The secret ingredient you should be adding to your Buffalo sauce

Whether you like it tossed with your chicken wings or find yourself craving it drizzled on pizza, tangy-spicy Buffalo sauce adds a big boost of flavor to your meals. But if you've ever wished you could add just a little bit of complexity to it, there's one secret ingredient you should try adding to your Buffalo sauce. 

Buffalo sauce is very simple. Just mix Frank's RedHot hot sauce with melted butter, and you're good to go. It's got a rich flavor thanks to the fat from the butter, and the acidity of the vinegar and punch of salt in the hot sauce can liven up all manner of fried foods, especially chicken wings. But if you've ever felt that this sauce is too one-note to work with ingredients like veggies and tofu, which don't pack the same umami punch as crispy chicken wings and can't always stand up to stronger flavors, then this secret Buffalo sauce ingredient is going to blow your mind.  

The history of Buffalo sauce

Buffalo sauce is inextricably entwined with the history of Buffalo wings. 

The first Buffalo sauce was allegedly served at Anchor Bar in Buffalo, New York, in 1964, the invention of one Teressa Bellissimo. Apparently she whipped up the sauce with ingredients on hand and tossed it with chicken wings, which the restaurant has a surplus of. She served the spicy, tangy wings with the iconic blue cheese and celery that's so often found served with Buffalo-sauced items to this day (via Time)

One of the most typical (and most iconic) ingredients in Buffalo sauce is Frank's RedHot. This cayenne pepper hot sauce is even older than the original Buffalo wings — it's been in production since 1920 (via Frank's RedHot). Frank's and Buffalo sauce became so synonymous with one another that the company released their own Frank's RedHot Hot Buffalo Wings Sauce in 2009.

While the tangy blend of Frank's and butter is still a favorite coating for crispy fried chicken wings, there's a clever way you can alter it so it can be used with all sorts of foods without overwhelming them with the punchy, spicy flavor.

Why you should add roasted garlic to your Buffalo sauce

The secret ingredient you should be adding to your Buffalo sauce is roasted garlic, or garlic confit if you're feeling fancy (via Food52). When garlic is cooked low and slow it loses its pungent flavor, instead becoming sweet, earthy, and savory as it caramelizes and softens.

Roasted garlic gives an added dimension of flavor to your Buffalo sauce, so even if you're using it with something meatless, you still get a powerful punch of umami. It's part of the recipe they use at the famous Italian restaurant Parm in New York City (via Lucky Peach). Even better? This added flavor enables you to swap the melted butter with olive oil if you so choose, so your Buffalo sauce stays liquid when chilled (butter, which is a saturated fat, is solid when refrigerated, and your Buffalo sauce will be too if you use it). 

At Parm, they make a vinaigrette out of the Frank's RedHot sauce.

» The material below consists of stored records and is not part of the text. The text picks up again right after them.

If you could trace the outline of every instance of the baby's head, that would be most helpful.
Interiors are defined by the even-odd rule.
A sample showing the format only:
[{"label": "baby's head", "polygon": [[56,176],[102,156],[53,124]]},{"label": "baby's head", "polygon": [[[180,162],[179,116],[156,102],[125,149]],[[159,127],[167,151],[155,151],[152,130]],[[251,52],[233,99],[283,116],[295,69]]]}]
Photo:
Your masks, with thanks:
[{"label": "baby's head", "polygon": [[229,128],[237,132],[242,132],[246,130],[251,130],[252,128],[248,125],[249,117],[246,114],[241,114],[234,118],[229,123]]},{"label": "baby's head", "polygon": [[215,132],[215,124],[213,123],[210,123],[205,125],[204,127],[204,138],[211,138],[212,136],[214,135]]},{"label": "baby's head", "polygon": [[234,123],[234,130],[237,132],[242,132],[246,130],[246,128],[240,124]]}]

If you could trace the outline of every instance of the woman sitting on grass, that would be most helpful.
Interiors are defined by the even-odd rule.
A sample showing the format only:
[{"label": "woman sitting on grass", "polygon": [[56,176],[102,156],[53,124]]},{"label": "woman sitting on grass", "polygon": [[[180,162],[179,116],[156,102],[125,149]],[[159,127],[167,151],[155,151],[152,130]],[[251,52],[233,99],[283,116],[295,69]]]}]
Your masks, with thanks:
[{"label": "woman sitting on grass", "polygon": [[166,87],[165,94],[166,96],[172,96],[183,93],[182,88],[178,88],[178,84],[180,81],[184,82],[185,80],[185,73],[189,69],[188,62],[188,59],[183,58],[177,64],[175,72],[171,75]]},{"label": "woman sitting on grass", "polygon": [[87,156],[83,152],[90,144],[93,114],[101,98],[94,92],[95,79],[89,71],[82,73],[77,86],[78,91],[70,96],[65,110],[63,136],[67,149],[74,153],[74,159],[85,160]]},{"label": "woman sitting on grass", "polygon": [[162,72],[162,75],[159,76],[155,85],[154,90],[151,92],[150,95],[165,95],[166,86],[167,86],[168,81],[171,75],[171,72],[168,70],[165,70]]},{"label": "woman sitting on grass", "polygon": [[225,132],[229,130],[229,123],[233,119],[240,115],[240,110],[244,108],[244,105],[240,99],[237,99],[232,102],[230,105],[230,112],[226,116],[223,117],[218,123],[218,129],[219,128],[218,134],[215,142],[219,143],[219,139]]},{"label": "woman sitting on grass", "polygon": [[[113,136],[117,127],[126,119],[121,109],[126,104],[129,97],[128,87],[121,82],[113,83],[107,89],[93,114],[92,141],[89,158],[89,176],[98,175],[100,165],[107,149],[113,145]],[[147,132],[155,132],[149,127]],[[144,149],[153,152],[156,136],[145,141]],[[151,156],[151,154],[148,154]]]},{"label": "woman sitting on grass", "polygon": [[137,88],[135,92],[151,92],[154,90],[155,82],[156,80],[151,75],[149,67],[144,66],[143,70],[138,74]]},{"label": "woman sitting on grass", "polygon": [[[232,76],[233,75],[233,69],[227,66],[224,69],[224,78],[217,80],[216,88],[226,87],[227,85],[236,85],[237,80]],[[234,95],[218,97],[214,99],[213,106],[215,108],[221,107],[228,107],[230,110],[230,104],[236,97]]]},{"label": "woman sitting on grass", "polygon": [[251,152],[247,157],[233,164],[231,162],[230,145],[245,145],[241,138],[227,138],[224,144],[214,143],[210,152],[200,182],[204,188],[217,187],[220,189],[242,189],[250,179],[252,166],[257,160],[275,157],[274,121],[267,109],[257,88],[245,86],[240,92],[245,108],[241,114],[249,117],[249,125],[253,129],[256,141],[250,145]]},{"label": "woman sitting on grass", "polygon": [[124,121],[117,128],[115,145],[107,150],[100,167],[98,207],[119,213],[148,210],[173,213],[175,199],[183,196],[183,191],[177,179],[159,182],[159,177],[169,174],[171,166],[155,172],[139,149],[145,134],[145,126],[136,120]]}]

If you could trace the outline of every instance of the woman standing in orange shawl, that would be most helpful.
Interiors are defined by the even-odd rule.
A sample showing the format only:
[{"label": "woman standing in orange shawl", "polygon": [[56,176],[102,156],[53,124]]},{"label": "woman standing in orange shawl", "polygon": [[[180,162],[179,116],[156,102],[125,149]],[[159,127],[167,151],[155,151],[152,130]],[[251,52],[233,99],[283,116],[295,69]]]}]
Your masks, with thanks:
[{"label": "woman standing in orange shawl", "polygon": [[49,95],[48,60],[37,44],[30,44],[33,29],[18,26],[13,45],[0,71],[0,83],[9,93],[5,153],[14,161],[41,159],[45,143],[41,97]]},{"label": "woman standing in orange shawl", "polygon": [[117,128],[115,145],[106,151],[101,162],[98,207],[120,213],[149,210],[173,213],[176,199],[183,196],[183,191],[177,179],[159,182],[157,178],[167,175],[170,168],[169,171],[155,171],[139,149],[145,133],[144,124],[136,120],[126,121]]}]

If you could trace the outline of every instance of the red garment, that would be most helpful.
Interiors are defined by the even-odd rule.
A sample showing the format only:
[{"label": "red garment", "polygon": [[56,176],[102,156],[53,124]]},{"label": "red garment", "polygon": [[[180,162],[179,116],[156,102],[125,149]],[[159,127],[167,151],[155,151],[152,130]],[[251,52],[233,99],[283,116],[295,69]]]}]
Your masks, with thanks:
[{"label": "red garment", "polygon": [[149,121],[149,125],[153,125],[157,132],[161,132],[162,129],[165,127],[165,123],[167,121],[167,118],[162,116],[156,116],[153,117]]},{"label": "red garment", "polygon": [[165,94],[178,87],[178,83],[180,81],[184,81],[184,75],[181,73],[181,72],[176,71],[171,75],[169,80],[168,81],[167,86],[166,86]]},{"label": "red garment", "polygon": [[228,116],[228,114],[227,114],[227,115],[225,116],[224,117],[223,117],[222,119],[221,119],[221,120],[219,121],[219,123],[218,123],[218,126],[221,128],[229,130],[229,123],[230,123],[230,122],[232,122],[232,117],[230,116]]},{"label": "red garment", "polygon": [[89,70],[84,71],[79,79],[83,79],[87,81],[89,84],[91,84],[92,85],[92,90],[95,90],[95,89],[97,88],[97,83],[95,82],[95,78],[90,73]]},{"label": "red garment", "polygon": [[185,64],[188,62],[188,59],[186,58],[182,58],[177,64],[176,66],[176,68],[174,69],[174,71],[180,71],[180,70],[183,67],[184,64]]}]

It's made by blending a full cup of the hot sauce with three heads of roasted garlic, a couple tablespoons of olive oil, and a 1/4 cup of minced shallot. The dressing is then tossed with crispy cucumbers, salted roasted peanuts, and crumbled blue cheese. It may sound a little strange, but the combination of spicy, tangy, cool, crisp, salty, crunchy, creamy, and funky really works.

How to roast garlic

Luckily, roasting garlic is easy. All it takes is a little planning ahead. 

According to Simply Recipes, you'll take three heads of garlic, and remove the outermost layer of papery skin. Slice the very tops off of the heads of garlic, so you can see the cloves within their paper skins, but keep the head of garlic together. Add the garlic to a baking dish with the cut side facing up, and drizzle with olive oil. Cover the garlic with foil to prevent burning, then bake in a preheated 400-degree oven for 30 to 40 minutes.

When the garlic is done roasting it should be soft to the touch and lightly golden brown in color. Let the heads of garlic cool so you can touch them without burning your fingers, then squeeze the garlic out of its papery skins. 

Mix this soft roasted garlic into your Buffalo sauce, and you have an all-purpose condiment that can be used with chicken wings, cucumber salads, sandwiches, and any other food that needs an extra kick.